While the stories are plentiful on Capitol Hill, here are a few deserving of public reflection:
· The only way to be effective (lead) is to be in office: the true crisis in our political system isn’t the partisan divide it is merely a symptom of the larger issue that maintaining one’s office has become the driving force behind every decision that is made by elected officials. No longer is actual progress toward goals even discussed let alone achieved, officials simple careen from one crisis to another while appeasing special interests and raising money for their next election. The irony, is that in the mania to stay in office they have made their participation in a defunct system, essentially laughable, except for the sad fact that millions of Americans rely on the government’s efficacy to maintain the rapidly falling standards of our society. We are in a free-fall while our elected officials grasp onto the last wisps of a system that is functioning at the bare minimum.

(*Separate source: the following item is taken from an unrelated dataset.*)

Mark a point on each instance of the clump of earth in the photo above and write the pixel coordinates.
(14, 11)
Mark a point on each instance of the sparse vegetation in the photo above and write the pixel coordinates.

· If it is on the news it must be true: the 24-hour news cycle that once gave us unfettered access to the inner workings of policy making and political leadership has fallen into the same trap of our elected officials—the almighty dollar rules and they will do anything to get it. Ratings, sensationalism, and stories told as if they are fact rule the airwaves. Just as the reality of our life is a reflection of our interpretation, so too is the news. And for every story you can find as many different slants as there are networks. Our news is no longer the purview of Edward R. Murrow and Walter Cronkite, opinions, views, innuendo seep into every story and color the experience.
· There is nothing that we (the public) can do about the mess in Washington: This is the most tragic of story being perpetuated and one whose resultant actions are astonishing. While Congressional approval ratings have dipped under 10 percent, the rate at which members are re-elected remains around 90 percent. An ultimate tribute to the problem is “out there” and my congressman and our district are “just fine.” Without a justifiable digression into the gerrymandering practices that have created “super districts” where incumbents are all but guaranteed electoral success, the public has acquiesced to first two stories and have become complacent in our basic responsibility to participate in our democracy. This is the most damaging story of all, as the small percentage of the public who engage are those at the extreme edges who enjoy focus on a tree they are passionate about while the needs of the forest go unattended.
Ultimately, the solution to the challenges in Washington rest in the hands of the public and our willingness to change the narrative of the story. Is being in elective office the only way to create change and achieve goals? Is remaining in office the be-all end-all even if nothing productive is happening? And if not, why do we keep re-electing these people? Is everything we hear on the news true? Are we willing to become more informed participants and not just replay what we hear as absolute truth? And what are we willing to do in our own communities to create the change we want to see in the world, instead of always relying on others to do it for us?
I don’t know what good with come out of the government shut down in Washington and I don’t know what people who are so immersed in a broken system can be expected to do change it. And I do believe the in the individual and ability of each person to create change, to choose to tell a different story—the story of what they aspire to in the future, rather than of fear of what others are doing or not.
Leadership doesn’t start in Washington, it starts with each one of us—without our leadership, the world will not be the same and more than ever, we need the change only we can bring to the world. It only takes one step and if we make it, we can use this crisis to begin creating a society in which we all want to live.